When a fault occurs, current flows via the grounding conductor back to the electrical panel. If a TNC or TNCS earthing system is in use, all neutrals are joined to ground at the panel (or the neutral and ground may be joined at the output of the supply meter see earthing systems schematic below), and so the hot to ground fault at the appliance effectively becomes a hot to neutral fault, practically a short circuit. A large over-current flows and this trips the MCB (miniature circuit breaker) and possibly also the GFCI (whichever acts first) for the circuit, cutting power and making everything safe.

Grounding, however, also has another important function. Even if the current is insufficient to trip a breaker (in the case of a TT grounding system), the neutral conductor breaks outside the home, or stray currents in the neutral cause a dangerous rise in potential, it reduces the touch voltage between the casing of the appliance and the area on the ground on which the person is standing to a safe level. Both EGCs and the ground rod and the bulk impedance from the ground rod to the supply transformer effectively behave as a potential divider. Since the impedance of an EGC and ground rod are a lot less than the equivalent impedance of the soil between the premises and the supply transformer, and since the two impedances are in series, a much smaller voltage is dropped across the EGC than the total supply voltage and so the hazard is reduced.

The low impedance ground conductor shunts current away from the person touching the appliance, reducing the touch voltage to a safe level. (In reality the conductor passes via the plug and flex of the appliance and electrical panel to the ground rod)

The low impedance ground conductor shunts current away from the person touching the appliance, reducing the touch voltage to a safe level. (In reality the conductor passes via the plug and flex of the appliance and electrical panel to the ground rod)

Naming Convention in the USA and UK

Equipment grounding conductors (EGC) = Protective earths (PE) in the UK.

Main grounding terminal = Main earthing terminal in the UK.

Grounding electrode = Earthing electrode in the UK.

Double-Insulated and Non-Grounded Appliances

Appliances such as hair driers, TVs, handheld kitchen appliances, etc. generally have plastic casings.
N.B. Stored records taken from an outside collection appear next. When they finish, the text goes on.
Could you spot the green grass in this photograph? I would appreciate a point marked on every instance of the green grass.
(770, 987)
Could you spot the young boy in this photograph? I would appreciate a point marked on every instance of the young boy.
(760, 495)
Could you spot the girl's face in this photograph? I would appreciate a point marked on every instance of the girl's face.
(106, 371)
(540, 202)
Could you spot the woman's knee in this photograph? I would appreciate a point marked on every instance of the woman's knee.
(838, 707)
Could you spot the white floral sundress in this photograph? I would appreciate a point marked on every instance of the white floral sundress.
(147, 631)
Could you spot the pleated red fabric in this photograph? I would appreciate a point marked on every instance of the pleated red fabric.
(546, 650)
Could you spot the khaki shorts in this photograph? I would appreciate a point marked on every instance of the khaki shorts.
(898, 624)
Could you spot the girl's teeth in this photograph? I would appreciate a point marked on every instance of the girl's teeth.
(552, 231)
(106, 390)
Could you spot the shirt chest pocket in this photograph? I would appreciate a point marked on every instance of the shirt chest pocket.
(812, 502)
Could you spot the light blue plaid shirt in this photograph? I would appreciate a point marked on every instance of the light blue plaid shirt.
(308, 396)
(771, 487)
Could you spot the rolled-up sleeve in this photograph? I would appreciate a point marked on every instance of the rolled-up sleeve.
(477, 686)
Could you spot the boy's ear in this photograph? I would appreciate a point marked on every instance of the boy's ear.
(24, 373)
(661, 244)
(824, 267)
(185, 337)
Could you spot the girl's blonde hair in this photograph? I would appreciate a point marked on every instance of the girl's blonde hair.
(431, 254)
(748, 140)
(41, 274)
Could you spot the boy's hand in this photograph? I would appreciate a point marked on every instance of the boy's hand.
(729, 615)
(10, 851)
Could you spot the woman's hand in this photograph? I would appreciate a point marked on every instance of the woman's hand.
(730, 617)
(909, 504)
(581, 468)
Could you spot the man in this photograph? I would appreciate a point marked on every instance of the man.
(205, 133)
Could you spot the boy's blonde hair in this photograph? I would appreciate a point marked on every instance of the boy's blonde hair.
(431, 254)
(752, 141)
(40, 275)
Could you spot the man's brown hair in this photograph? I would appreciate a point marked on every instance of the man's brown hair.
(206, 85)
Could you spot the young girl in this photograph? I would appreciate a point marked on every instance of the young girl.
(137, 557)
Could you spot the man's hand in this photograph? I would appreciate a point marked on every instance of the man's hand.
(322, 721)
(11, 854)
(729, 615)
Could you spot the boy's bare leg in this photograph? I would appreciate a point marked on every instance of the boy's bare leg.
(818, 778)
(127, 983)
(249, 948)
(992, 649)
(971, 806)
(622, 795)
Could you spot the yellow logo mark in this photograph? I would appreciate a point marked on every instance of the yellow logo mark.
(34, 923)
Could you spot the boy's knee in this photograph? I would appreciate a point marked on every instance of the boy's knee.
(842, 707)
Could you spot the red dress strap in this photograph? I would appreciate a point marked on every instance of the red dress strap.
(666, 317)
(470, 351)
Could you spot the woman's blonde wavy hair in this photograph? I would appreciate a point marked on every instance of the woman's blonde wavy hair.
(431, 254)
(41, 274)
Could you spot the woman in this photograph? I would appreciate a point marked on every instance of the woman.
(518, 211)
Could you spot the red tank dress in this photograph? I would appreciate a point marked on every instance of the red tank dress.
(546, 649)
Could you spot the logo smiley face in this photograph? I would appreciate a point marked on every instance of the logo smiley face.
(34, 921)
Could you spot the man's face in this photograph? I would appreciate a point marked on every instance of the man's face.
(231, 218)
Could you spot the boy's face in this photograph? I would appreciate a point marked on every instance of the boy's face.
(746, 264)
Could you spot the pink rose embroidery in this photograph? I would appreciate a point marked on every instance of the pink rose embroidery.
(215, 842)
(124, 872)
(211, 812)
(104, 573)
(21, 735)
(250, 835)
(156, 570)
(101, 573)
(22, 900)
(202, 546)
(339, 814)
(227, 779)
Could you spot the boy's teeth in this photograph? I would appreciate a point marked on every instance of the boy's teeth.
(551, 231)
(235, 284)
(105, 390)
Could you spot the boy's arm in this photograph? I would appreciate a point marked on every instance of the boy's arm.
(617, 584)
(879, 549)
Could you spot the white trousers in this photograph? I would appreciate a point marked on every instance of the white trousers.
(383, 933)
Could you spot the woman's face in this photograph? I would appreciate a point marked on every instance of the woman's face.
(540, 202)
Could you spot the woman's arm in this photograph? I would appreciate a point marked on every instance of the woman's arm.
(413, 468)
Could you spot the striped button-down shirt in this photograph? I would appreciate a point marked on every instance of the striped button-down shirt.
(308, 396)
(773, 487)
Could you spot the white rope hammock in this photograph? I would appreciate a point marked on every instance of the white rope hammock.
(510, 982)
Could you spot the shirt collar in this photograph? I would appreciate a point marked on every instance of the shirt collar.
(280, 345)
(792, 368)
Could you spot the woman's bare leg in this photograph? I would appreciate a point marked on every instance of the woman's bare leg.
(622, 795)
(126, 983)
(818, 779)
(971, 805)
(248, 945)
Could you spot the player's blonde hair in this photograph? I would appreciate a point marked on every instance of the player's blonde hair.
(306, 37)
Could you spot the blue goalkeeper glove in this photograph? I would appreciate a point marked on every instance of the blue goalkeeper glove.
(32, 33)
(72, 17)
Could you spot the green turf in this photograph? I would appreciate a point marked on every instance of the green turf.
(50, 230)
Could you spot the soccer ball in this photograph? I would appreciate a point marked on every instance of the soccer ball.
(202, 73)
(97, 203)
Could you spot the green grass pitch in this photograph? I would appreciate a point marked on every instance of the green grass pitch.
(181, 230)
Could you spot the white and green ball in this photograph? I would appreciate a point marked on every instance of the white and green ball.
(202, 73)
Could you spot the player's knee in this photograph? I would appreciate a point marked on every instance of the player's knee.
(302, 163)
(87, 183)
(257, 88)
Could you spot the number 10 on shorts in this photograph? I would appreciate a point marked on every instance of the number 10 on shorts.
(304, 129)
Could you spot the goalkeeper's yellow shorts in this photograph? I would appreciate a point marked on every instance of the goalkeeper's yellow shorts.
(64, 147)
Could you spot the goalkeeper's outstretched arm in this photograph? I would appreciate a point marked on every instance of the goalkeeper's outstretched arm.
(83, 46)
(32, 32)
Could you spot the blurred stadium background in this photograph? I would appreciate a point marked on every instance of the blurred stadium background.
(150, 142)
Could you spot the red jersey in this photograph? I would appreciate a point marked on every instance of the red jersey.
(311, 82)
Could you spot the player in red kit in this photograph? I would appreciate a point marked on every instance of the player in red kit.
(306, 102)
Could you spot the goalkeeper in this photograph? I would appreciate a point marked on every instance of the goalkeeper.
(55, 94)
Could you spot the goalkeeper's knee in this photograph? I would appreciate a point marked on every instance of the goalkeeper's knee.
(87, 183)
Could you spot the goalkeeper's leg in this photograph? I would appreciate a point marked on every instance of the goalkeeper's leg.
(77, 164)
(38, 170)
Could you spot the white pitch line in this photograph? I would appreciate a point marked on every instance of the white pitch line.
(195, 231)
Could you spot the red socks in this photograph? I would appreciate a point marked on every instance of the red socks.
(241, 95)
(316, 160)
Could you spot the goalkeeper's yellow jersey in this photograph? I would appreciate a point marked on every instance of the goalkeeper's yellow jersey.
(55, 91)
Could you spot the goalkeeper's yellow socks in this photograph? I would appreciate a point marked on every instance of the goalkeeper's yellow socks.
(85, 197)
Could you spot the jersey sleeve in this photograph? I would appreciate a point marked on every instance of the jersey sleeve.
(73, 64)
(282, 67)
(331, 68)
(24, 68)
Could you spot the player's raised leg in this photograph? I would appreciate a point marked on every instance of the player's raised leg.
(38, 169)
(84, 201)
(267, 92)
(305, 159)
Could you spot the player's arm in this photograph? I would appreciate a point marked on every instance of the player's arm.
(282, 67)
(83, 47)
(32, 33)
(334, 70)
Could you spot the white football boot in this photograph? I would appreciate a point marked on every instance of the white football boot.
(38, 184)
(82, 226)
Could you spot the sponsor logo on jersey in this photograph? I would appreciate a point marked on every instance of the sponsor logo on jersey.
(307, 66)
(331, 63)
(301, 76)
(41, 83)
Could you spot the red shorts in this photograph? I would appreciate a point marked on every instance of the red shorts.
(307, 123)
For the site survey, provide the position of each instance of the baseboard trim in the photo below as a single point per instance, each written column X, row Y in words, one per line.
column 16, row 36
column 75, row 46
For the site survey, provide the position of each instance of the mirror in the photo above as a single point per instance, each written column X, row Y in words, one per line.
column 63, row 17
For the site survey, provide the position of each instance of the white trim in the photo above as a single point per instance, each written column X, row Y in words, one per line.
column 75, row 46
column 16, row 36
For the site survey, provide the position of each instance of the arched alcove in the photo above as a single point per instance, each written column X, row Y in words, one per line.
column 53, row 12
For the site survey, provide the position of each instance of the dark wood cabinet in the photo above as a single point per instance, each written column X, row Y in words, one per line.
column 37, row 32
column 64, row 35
If a fault occurs inside the appliance (e.g. a wire or component touches the inside of the casing), there is no danger since the plastic body is an insulator. These appliances don't have a ground wire in the flex. Some appliances such as power tools are not grounded and instead are "doubly insulated". This means that although the external casing of the tool or appliance may be metal, sufficient separation and isolation of the external metal from internal high voltages is effected to prevent electric shock. These devices don't have a ground wire in the cord either.

Double insulated appliances can be extremely dangerous if they get wet. This is because the casing is not grounded and can become live if water breaches the separation between live parts and casing. Also, the MCB is unlikely to trip and the GFI may not operate either.

Double insulated symbol

Double insulated symbol


A safety device called a Ground Fault Circuit Interrupter (GFCI) also known as a Ground Fault Interrupter or Residual Current Device (RCD) is likely to be fitted in most modern installations. This device monitors the current flowing out through the hot conductor and back via neutral. Normally these currents are equal. If current leaks to ground, not all the current returns through the GFCI. Electronics in the device detects this imbalance, and it trips out, shutting off the power. The trip current for a GFCI is normally 30mA but can be higher or lower depending on conditions.

A GFCI handles situations such as someone touching a live conductor, such as a damaged power cord with exposed cores, or the connector of a kettle left in a pool of water on a sink. (It may also even trip if damp bread gets stuck in a toaster and touches the element!)

A GFCI also responds to faults as described above where hot makes contact with the grounded body of an appliance. The device cuts the power if the MCB doesn't "get there first".

Another function of the GFCI is to prevent fire. Consider the situation where a damaged and exposed conductor makes contact with damp timber or grounded material, e.g. conduit or piping. This could produce sparks and start a fire if there is any flammable material nearby, e.g. sawdust, wood shavings or insulation. The current may not be sufficient to trip a breaker, however, the small leakage current to ground is more likely to be detected by the GFCI, making it trip and shut off the power.

GFCIs can be installed at the electrical panel, they are available in the form of a GFCI socket outlet, and you can also buy a GFCI adapter that plugs into a socket. An appliance is then plugged into the adapter. This is a worthwhile safety accessory for an extension lead if you use power tools in the garden.

Three Types of Grounding Systems

TNCS or PME (Protective Multiple Earthing)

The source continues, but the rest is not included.